Je vois donc que les nôtres ont parlé de l’amitié de trois manières. Les uns ont nié que les plaisirs
qui touchent nos amis soient à rechercher pour eux-mêmes autant que nous recherchons les nôtres,
thèse qui semble à certains faire vaciller la stabilité de l’amitié ; cependant ils la maintiennent et, me
semble-t-il, ils s’en sortent facilement. A l’instar des vertus en effet, dont il a été question plus haut, ils
nient que l’amitié puisse être séparée du plaisir. Car puisque la vie solitaire et sans amis est pleine
d’embûches et de crainte, la raison elle-même conseille de se procurer des amitiés, dont l’acquisition
donne une garantie à l’âme, et fait qu’elle ne peut se détacher de l’espoir d’acquérir des plaisirs. Et de même que les haines, les envies, le mépris font obstacle aux plaisirs, de même les amitiés non
seulement sont les plus fidèles conducteurs des plaisirs, mais encore en sont les producteurs, autant
pour les amis que pour soi ; et elles jouissent non seulement de leur présence, mais sont encore
relevées par l’espoir d’un avenir prochain et éloigné. Puisque nous ne pouvons, sans amitié, avoir la
jouissance ferme et perpétuelle d’une vie heureuse, ni conserver l’amitié elle-même, si nous n’aimons
nos amis à l’égal de nous-mêmes, voilà pourquoi cela a lieu dans l’amitié, et pourquoi l’amitié est
connectée au plaisir.
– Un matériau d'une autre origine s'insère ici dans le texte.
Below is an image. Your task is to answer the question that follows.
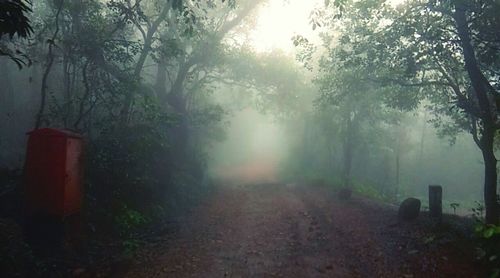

En effet nous sommes à la fois joyeux de la joie de nos amis à l’égal de la nôtre,
et souffrons au même degré qu’eux de leurs tourments. En conséquence le sage sera affecté à
l’égard de son ami de la même manière qu’envers lui-même, et toutes les épreuves qu’il s’imposerait
pour son propre plaisir, il se les imposera pour le plaisir de son ami. Tout ce qui a été dit des vertus,
sur la manière dont elles sont solidaires du plaisir, doit être dit également de l’amitié. Epicure l’a dit
magnifiquement en ces termes, à peu près : « c’est la même pensée qui a sécurisé l’âme pour qu’elle
ne craigne aucun mal éternel ou durable, et qui a vu que dans les limites mêmes de la vie l’amitié est
la plus ferme des sécurités. »
Mais il y a des épicuriens qui sont un peu plus timides devant vos protestations, mais qui sont
cependant assez subtils, et qui craignent que, si nous pensons que l’amitié doit être recherchée pour
notre plaisir, l’amitié ne paraisse toute entière pour ainsi dire clocher. Aussi disent-ils que les
premiers rapprochements, les rencontres, et la volonté d’instituer des rapports d’habitude, se font
pour le plaisir ; mais lorsque l’usage, en progressant, a produit la familiarité, alors on voit fleurir un
amour tel que même si aucune utilité ne sort de l’amitié, cependant les amis eux-mêmes s’aiment pour
eux-mêmes. En effet si à des lieux, à des sanctuaires, à des villes, à des gymnases, à un champ, à des
chiens, à des chevaux, à des exercices, à la chasse, nous finissons par nous attacher par un lien
d’amour grâce à l’habitude, combien plus facilement et plus justement cela pourra se faire par
l’habitude des hommes.
Enfin il y en a qui disent qu’il existe entre les sages une sorte de contrat, qui les engage à n’aimer
pas moins leurs amis qu’eux-mêmes. Nous comprenons que cela peut se faire et nous le voyons en effet
souvent, et il est évident qu’on ne peut rien trouver de plus approprié pour vivre dans le plaisir qu’une
conjonction de ce genre. De tout cela on peut juger non seulement que le principe de l’amitié n’est pas
empêché si le souverain bien est placé dans le plaisir, mais encore que sans cela c’est toute
l’institution de l’amitié qui ne peut être découverte.